The Minnesota caucuses underline contrariness of both GOP and Democratic flavors

The near-consensus across social media and public radio in Minnesota the morning after the caucuses took a self-congratulatory angle on the Sanders-Rubio victories here. The working-class spine of the state historically sees through much of the big-ticket nonsense and blatant public relations. We even vote for reasonable Republicans, and are even willing to pretend there is such a thing in this election season.

The Sanders victory fits the mold of MN as one of the socialist bastions of a country apparently hellbent on turning itself into a Darwinian hellscape. It’s a point of pride here still to be the only state that rejected Reagan in a 49–1 drubbing (it also nestles neatly within our sports tradition of extravagant let-downs amid grinding failures while still playing in the very big leagues).

Rubio’s single statewide victory so far is more perplexing, but only just so. He was, after all, 1–10 on the day and unlikely to advance in this reality show unless he significantly sharpens his newfound penchant for insult comedy. MN voters were never going to stand for Trump’s New Yawk bombast anyway, not in a state where standing too close in line at the Walgreens check-out is tantamount to a home invasion. It may well be that opting for the blow-dried Floridian was simply reaching for the lesser of several bad choices (let’s not forget Bob Dole’s quip when watching Carter, Ford, and Nixon standing alongside one another: See no evil, hear no evil, and evil.).
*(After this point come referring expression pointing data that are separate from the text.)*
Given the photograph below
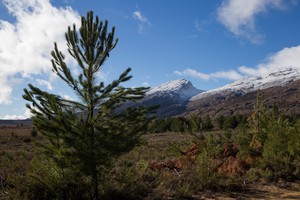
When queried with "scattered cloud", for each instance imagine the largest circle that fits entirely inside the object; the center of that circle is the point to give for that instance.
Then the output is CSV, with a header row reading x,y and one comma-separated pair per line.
x,y
143,21
201,26
285,58
45,83
145,84
26,42
239,16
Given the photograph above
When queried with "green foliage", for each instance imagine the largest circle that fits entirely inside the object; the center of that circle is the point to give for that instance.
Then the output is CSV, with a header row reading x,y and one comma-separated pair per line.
x,y
281,147
87,135
207,123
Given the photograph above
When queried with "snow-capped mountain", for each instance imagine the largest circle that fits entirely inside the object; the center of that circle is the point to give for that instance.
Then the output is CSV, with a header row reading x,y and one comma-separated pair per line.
x,y
278,78
180,97
181,89
171,97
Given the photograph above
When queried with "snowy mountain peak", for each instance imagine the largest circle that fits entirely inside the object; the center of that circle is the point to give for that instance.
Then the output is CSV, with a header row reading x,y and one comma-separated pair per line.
x,y
278,78
171,86
181,89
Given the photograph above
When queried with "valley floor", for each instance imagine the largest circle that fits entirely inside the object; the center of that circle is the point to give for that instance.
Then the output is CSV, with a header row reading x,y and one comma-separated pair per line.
x,y
19,141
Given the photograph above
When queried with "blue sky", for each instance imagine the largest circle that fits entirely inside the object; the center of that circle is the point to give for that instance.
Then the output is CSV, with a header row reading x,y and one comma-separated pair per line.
x,y
211,43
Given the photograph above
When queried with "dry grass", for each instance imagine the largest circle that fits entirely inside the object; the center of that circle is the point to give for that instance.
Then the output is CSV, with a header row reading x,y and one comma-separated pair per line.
x,y
131,177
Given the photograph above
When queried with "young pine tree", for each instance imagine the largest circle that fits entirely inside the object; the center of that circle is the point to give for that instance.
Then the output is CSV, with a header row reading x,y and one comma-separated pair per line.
x,y
87,134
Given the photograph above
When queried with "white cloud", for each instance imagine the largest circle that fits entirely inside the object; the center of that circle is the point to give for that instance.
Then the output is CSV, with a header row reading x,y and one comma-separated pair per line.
x,y
239,16
44,82
145,84
26,43
230,74
285,58
142,20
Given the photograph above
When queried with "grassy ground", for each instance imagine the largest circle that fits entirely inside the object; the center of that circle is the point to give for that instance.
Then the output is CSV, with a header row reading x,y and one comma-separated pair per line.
x,y
131,177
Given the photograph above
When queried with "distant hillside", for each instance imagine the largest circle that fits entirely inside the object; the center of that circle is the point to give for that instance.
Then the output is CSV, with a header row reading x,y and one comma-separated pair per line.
x,y
25,122
286,97
180,97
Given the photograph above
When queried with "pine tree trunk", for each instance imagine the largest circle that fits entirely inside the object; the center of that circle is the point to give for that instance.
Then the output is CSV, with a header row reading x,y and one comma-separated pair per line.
x,y
95,189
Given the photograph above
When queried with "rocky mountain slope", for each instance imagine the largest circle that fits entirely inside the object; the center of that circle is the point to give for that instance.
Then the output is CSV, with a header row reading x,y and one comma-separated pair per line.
x,y
281,88
172,97
180,97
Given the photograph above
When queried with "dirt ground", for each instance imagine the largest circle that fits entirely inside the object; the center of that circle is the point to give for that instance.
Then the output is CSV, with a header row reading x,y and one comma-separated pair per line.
x,y
286,191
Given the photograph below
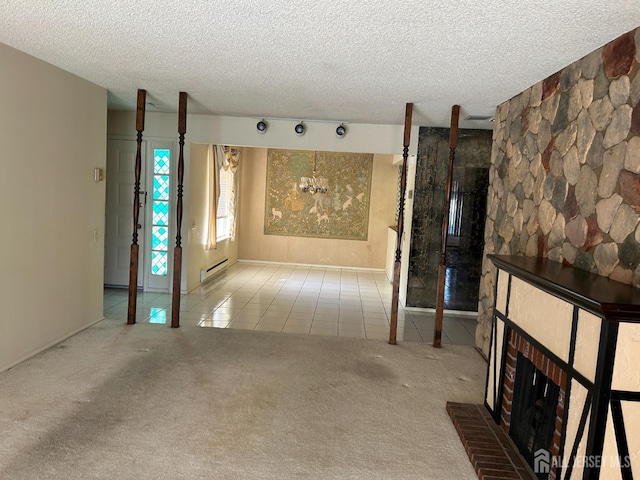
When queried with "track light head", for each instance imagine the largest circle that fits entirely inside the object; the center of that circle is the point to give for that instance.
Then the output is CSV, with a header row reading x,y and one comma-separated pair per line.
x,y
261,126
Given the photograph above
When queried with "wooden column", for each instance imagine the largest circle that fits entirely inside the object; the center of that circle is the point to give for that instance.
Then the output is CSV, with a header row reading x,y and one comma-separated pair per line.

In a week when Rubio emerged from the pack on the strength of denigrating his opponent’s penis size, it may just be hard to say. Minnesota’s contrarian track record emerges more or less unscathed, along with the sinking sense that our embrace of progressive policies over time will remain an anomaly, a relic, something downright cute while we hope for a future in which the rug isn’t pulled out from under us with undue violence.